TEACHING THE BICENTENNIAL: Tucker to train teachers for state’s 200th anniversary

Published 1:25 am Saturday, April 1, 2017

The Alabama Bicentennial Commission has chosen an Andalusia Elementary School teacher as one of 12 master teachers.

Jessica Tucker

Jessica Tucker, a fifth grade teacher at AES, and 11 of her colleagues will lead Bicentennial Professional Development Institutes for third through fifth grade teachers from across the state over the next three summers.

Tucker, who teaches English language arts and U.S. history, said after teaching history to fifth graders for 13 years, she has become more interested in state history. AES principal Alane Brunson asked Tucker to consider participating in the Bicentennial Comission’s project.

“It sounded like something I would be interested in, and I loved it,” she said.

She and her colleagues spent five days in Montgomery last summer, studying and experiencing Alabama history, including visits to the Rosa Parks Museum, Ft. Toulouse, and the Freedom Riders Museum.

“It helped us learn the history of the state and the resources we have available,” she said.

This summer, she’ll work with a content specialist, Dr. Bob Saunders, professor of history at Troy University Dothan, to train 30 teachers. At the end of the three-year program, she and her colleagues will have trained 1,080 teachers across the state.

And she couldn’t be happier with the topic – “Long Leaf: The History of an Agricultural State,” she said.

“I’m super excited about it,” she said. “I use Longleaf by Roger Reid with my students, and I’ve fallen in love with it.”

The novel, written for middle school students, is set in the Conecuh National Forest. AES students not only like the story, she said, but also are fortunate to be able to visit Open Pond in the Conecuh each spring, and Reid is a frequent visitor to her classes.

“Basically what we’ll be doing with teachers is talking about how to take our history and bring it to third through fifth graders.”

The Bicentennial Commission has provided Tucker with an OzoBot. The tiny robot can be programmed to help students learned history. For instance, she can take a map of Alabama and mark a route so that the students learn DeSoto’s route through Alabama.

The commission also provided master teachers with Breakout EDU, a learning games platform. In turn, she will use the learning aides to provide ideas to teachers this summer.

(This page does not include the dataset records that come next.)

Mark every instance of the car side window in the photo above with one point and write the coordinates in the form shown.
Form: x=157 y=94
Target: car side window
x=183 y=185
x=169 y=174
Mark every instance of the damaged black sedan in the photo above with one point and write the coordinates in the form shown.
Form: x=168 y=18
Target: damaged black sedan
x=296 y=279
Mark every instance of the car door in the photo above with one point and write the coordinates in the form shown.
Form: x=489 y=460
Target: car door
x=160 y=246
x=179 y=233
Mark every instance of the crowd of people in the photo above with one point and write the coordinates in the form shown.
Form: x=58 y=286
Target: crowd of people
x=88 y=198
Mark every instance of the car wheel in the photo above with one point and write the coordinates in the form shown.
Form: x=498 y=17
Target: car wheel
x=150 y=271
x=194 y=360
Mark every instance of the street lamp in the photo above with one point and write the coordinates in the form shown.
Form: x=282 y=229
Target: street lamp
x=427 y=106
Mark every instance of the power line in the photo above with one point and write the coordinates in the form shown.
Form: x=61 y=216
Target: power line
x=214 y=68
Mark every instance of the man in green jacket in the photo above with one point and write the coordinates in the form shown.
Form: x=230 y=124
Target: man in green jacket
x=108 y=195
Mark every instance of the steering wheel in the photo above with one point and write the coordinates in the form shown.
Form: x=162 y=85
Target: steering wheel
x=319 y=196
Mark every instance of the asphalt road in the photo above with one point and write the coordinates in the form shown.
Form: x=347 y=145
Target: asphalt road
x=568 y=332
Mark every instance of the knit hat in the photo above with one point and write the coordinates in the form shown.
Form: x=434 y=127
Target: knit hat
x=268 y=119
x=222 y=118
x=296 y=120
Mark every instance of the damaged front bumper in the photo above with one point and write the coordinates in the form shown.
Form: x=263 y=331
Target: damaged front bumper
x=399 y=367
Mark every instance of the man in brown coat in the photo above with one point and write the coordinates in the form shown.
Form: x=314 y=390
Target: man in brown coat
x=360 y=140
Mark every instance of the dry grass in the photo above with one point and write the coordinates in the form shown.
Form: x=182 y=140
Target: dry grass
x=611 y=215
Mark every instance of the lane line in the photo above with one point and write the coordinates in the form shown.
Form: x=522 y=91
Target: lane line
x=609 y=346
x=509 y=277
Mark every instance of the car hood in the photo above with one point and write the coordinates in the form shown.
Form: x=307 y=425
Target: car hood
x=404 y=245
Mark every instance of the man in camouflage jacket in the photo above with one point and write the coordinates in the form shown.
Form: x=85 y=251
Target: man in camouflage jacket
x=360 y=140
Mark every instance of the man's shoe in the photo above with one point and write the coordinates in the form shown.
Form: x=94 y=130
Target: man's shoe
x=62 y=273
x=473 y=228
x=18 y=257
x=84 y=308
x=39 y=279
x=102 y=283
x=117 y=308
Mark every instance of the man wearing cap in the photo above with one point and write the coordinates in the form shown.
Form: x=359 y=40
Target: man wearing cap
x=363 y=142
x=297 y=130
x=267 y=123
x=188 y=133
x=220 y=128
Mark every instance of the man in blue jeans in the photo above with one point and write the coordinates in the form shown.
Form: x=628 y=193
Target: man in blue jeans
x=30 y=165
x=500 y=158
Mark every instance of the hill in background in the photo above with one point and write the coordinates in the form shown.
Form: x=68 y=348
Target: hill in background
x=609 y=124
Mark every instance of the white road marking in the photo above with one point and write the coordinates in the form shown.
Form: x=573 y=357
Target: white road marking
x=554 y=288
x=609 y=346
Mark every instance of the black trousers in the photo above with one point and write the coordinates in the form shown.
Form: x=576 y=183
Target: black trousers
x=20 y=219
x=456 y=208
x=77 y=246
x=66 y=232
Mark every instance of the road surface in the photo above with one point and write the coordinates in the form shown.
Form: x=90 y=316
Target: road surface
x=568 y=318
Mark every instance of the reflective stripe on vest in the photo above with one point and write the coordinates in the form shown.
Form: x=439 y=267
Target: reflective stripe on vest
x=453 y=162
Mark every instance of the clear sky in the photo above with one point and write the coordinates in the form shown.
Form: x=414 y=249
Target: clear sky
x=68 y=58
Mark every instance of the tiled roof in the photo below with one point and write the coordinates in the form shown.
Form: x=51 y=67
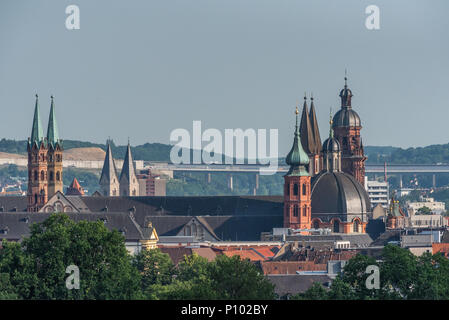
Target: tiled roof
x=290 y=267
x=207 y=253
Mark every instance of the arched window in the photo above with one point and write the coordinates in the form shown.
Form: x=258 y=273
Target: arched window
x=336 y=226
x=355 y=225
x=295 y=189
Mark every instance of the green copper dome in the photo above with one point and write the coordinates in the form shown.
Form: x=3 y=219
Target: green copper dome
x=297 y=158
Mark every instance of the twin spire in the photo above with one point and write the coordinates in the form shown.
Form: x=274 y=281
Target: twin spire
x=310 y=133
x=37 y=133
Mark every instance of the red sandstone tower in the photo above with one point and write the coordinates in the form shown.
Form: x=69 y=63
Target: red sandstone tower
x=347 y=126
x=297 y=191
x=37 y=165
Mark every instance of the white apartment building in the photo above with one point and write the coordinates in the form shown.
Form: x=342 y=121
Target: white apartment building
x=378 y=192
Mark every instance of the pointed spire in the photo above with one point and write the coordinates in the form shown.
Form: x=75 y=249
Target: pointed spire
x=37 y=134
x=346 y=94
x=314 y=128
x=109 y=171
x=297 y=158
x=128 y=166
x=331 y=129
x=305 y=129
x=52 y=131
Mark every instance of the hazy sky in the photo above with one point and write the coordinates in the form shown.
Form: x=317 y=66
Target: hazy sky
x=140 y=69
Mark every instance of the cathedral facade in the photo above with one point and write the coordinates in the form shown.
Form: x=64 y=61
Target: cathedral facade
x=324 y=186
x=44 y=160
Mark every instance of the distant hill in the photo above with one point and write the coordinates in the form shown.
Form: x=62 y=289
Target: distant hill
x=91 y=153
x=161 y=152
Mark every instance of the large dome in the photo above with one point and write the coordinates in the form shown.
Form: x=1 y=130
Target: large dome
x=338 y=193
x=346 y=117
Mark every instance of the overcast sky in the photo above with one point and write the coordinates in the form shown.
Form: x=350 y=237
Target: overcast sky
x=141 y=69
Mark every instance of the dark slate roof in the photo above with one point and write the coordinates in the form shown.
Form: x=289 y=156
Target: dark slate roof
x=387 y=236
x=331 y=144
x=109 y=170
x=226 y=228
x=346 y=117
x=17 y=224
x=338 y=192
x=293 y=284
x=128 y=171
x=305 y=129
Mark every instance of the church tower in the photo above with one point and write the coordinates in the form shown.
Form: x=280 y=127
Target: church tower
x=37 y=194
x=129 y=185
x=54 y=156
x=347 y=126
x=297 y=190
x=109 y=182
x=310 y=137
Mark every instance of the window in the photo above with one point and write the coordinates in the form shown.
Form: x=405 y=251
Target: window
x=295 y=211
x=355 y=226
x=336 y=226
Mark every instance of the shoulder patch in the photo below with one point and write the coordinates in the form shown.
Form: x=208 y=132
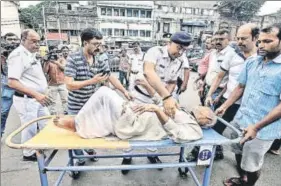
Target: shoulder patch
x=14 y=54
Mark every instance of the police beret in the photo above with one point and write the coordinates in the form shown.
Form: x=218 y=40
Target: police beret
x=181 y=38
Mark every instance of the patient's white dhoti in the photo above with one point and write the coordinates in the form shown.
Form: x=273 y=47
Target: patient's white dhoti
x=99 y=114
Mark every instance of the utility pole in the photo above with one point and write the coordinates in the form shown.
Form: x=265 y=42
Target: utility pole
x=57 y=8
x=45 y=29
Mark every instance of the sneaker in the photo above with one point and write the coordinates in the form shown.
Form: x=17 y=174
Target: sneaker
x=193 y=155
x=92 y=152
x=30 y=158
x=219 y=153
x=126 y=161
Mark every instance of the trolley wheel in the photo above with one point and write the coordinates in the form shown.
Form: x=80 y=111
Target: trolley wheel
x=183 y=172
x=74 y=174
x=219 y=156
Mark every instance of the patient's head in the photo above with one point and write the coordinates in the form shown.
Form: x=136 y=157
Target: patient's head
x=204 y=116
x=66 y=122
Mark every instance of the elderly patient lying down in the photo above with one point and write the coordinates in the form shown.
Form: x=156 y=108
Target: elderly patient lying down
x=106 y=113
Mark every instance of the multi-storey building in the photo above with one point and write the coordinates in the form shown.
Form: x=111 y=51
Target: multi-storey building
x=191 y=16
x=125 y=21
x=70 y=17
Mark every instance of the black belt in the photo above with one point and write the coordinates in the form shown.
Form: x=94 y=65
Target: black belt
x=134 y=72
x=21 y=95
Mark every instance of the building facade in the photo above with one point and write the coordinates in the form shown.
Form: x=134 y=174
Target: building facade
x=125 y=21
x=10 y=18
x=190 y=16
x=70 y=17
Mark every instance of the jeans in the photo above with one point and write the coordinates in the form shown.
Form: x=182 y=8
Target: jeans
x=7 y=101
x=122 y=76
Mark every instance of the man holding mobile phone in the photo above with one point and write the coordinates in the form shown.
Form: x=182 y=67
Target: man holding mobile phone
x=84 y=74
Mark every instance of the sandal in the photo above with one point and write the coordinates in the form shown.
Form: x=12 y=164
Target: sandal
x=234 y=182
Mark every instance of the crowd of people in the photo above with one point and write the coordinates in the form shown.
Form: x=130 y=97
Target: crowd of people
x=238 y=80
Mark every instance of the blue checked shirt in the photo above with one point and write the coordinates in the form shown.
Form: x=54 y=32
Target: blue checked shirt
x=261 y=95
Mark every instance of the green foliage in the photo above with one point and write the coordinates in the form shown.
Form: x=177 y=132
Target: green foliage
x=239 y=10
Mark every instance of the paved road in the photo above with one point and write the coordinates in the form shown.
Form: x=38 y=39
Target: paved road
x=15 y=172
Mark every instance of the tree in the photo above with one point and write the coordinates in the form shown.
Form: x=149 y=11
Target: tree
x=239 y=10
x=32 y=16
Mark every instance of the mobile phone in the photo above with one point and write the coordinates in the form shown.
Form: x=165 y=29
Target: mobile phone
x=107 y=72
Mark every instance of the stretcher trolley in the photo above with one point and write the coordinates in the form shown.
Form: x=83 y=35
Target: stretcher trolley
x=54 y=138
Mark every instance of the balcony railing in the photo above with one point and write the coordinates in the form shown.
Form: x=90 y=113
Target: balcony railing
x=80 y=12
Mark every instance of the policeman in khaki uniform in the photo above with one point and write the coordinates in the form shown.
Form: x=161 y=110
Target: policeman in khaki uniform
x=162 y=68
x=26 y=76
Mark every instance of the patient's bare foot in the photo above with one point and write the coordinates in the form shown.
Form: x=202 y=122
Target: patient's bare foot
x=65 y=122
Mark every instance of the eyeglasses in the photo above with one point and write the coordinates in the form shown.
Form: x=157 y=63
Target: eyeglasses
x=34 y=41
x=219 y=39
x=181 y=48
x=96 y=44
x=11 y=39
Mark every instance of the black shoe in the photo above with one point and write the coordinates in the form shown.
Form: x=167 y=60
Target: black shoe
x=219 y=153
x=80 y=162
x=154 y=160
x=126 y=161
x=30 y=158
x=193 y=155
x=92 y=152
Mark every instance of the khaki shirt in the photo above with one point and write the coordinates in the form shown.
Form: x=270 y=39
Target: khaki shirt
x=23 y=66
x=167 y=69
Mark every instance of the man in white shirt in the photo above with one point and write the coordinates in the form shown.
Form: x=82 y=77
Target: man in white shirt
x=26 y=76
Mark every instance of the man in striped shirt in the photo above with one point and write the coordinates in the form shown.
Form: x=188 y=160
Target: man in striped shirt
x=84 y=74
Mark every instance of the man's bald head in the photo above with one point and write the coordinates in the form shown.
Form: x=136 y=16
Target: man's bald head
x=252 y=28
x=30 y=40
x=247 y=37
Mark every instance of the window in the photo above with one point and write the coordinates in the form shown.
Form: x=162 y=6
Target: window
x=148 y=14
x=135 y=33
x=158 y=26
x=188 y=10
x=130 y=32
x=122 y=12
x=170 y=9
x=103 y=31
x=189 y=29
x=142 y=33
x=122 y=32
x=116 y=32
x=69 y=7
x=196 y=11
x=166 y=27
x=116 y=12
x=129 y=13
x=103 y=11
x=109 y=31
x=109 y=12
x=135 y=13
x=142 y=13
x=148 y=33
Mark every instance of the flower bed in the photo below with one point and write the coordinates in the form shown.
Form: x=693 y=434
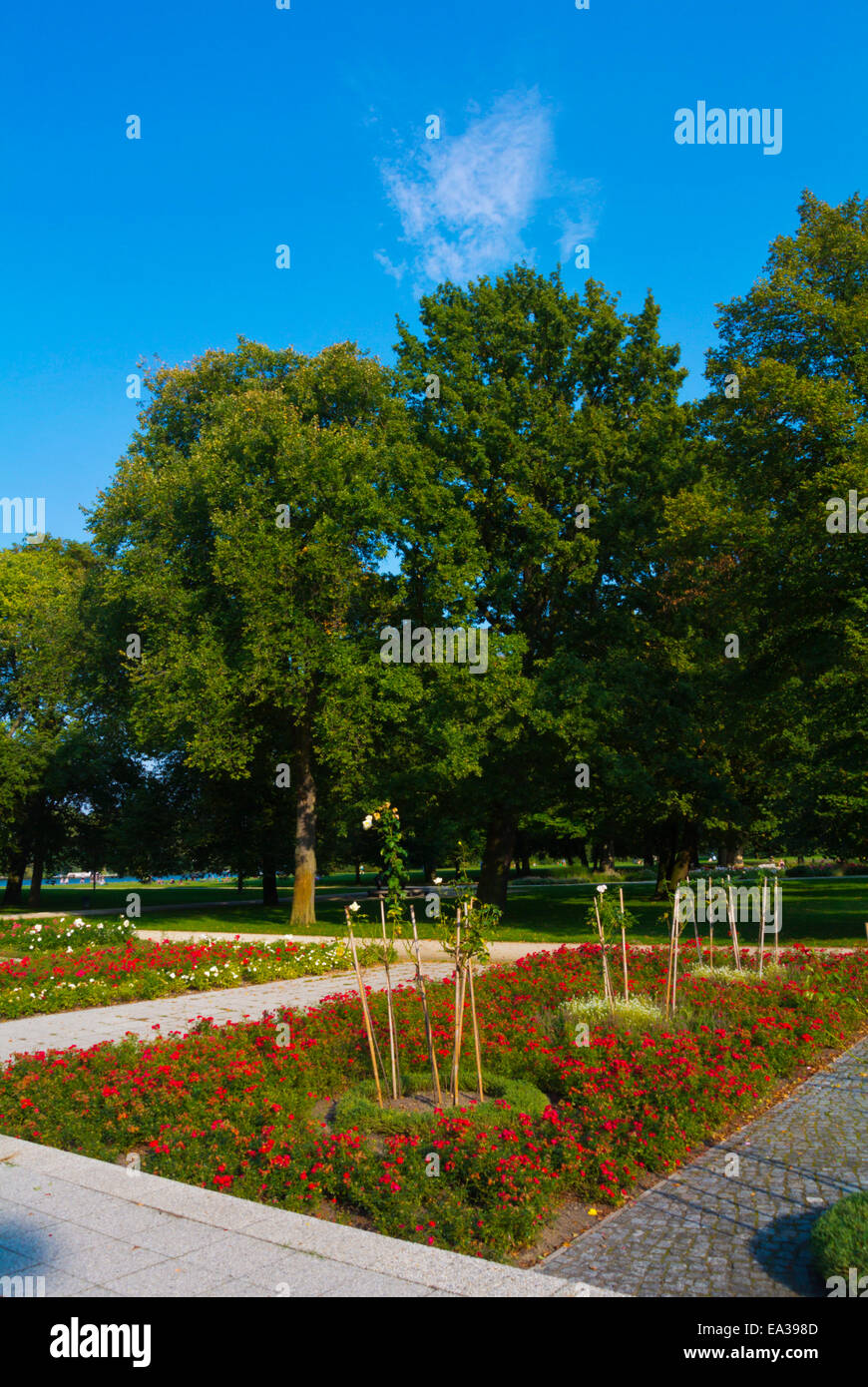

Bicentennial Master Teachers and the Bicentennial Professional Development Institutes have been created under the leadership of Karen Porter, ARI Program Coordinator for the State Department of Education, and Steve Murray, Director of the Alabama Department of Archives and History. These initiatives are part of a statewide program spanning the three years of Alabama’s bicentennial commemoration, 2017-2019. This educational program is just one of the many ways the Alabama Bicentennial Commission is celebrating Alabama’s 200th year of statehood.

The teacher institutes will be held June 19-22 in the Johnson Center for the Arts. Teachers can find out how to apply by visiting the bicentennial website at www.ALABAMA200.org.